For the purpose of generally illustrating the operation of the
private automatic branch exchange, in FIGS. 3-5, the method of
operation for five typical operations is illustrated. All features
of the system are provided using similar basic operations. By using
inlet and outlet class marks, restrictions and routing selections
are accomplished in conjunction with the dialed digit or digits.
All routing is single digit except line selection which is always
2xx where the second and third digits determine the line
identity.
For example, as generally illustrated in FIGS. 3A and 3B, on a
line-to-line call (dial 2xy), the line circuit 12 is seized and
coupled through the matrix 10, via the indicated path a, to a
junctor 20, and then from the junctor 20 to a register 14, via the
indicated path b through the matrix 10. The controller 28 controls
the establishment of the connections through the matrix 10. Dial
tone is returned and, after dialing, the junctor 20 is coupled to
the called line's line circuit 12, via the indicated path c (FIG.
3B) through the matrix 10. Ringing is extended to the called line
and, upon answer, ring trip and conversation takes place, followed
by release.
On a line-to-trunk call (dial 9), the calling line is coupled
through the matrix 10 to a junctor 20, and hence to a register 14,
in the same manner as described above and illustrated in FIG. 3A.
In this case, however, the line circuit 12 is coupled through the
matrix 10, via the indicated path d, directly to a central office
trunk 16, as illustrated in FIG. 3C. Dial tone is received from the
central office, and dialing is to the central office. The latter
also returns ringback, answer and ring trip. Following
conversation, release occurs.
On a line-to-turret call (dial 0), the line circuit 12 again is
coupled to a register, as illustrated in FIG. 3A, and then, as
shown in FIG. 3D, to an information trunk 18, via the indicated
path e through the matrix 10, which connects the line circuit to
the turret 25. After ringing the turret, answer, ring trip and
conversation occurs, followed by release.

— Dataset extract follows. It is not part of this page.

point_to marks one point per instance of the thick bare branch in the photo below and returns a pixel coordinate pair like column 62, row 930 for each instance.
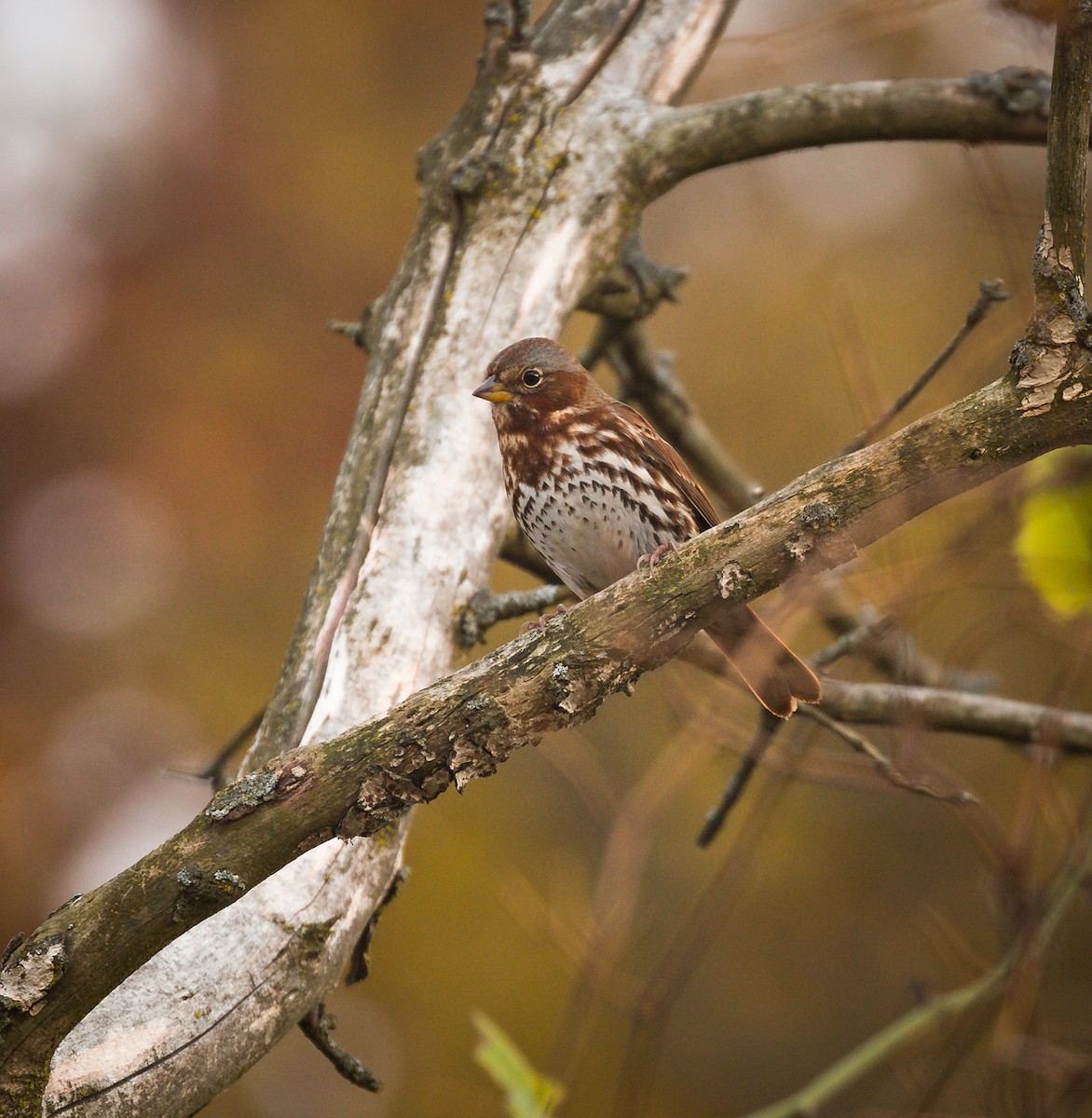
column 468, row 724
column 1009, row 106
column 1067, row 154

FIGS. 4A and 4B illustrate the operation on a trunk to line via
turret call. The call is extended through a central office trunk to
the turret 25, whereupon ringing the seizure takes place. Upon
answer, the call is extended to the position circuit 26 which
couples the central office trunk to a position register 14 that is
wired to the position circuit. Dial tone is returned, and dialing
is performed at the turret 25. The central office trunk 16 is
coupled through the matrix 10, via the indicated path f, to the
line circuit 12, as illustrated in FIG. 4B. The line circuit 12 is
rung, and after answer, ring trip and conversation, release
occurs.
During hookswitch transfer, on a call established from a trunk to a
line via the turret in the manner described above and illustrated
in FIGS. 5A and 5B, the line circuit 12 upon a hookswitch flash is
coupled through the central office trunk 16 and the matrix 10, via
the indicated path g, to a junctor 20. From the junctor 20, it is
again extended through the matrix 10, via the indicated path h, to
a register 14. Dial tone is returned and, upon dialing, a path is
established from the junctor 20 to the called line circuit 12
through the matrix 10, via the indicated path i. The line circuit
is rung and following answer, ring trip, conversation and release
again occur.
From the above general description of the operation of the private
automatic branch exchange, it can be seen that supervision
requirements in the system call for off-hook/ on-hook signalling
both ways via the junctors 20 and for the junctors to act on these
signals, that is, the junctors 20 do not just pass them on. This
type of supervision allows for the following functions:
a. Line seizure seen at the line.
b. Dial pulsing to the register via the junctor. This is from the
originating line into the junctor and out of the junctor to the
register which looks like a terminating line to the junctor.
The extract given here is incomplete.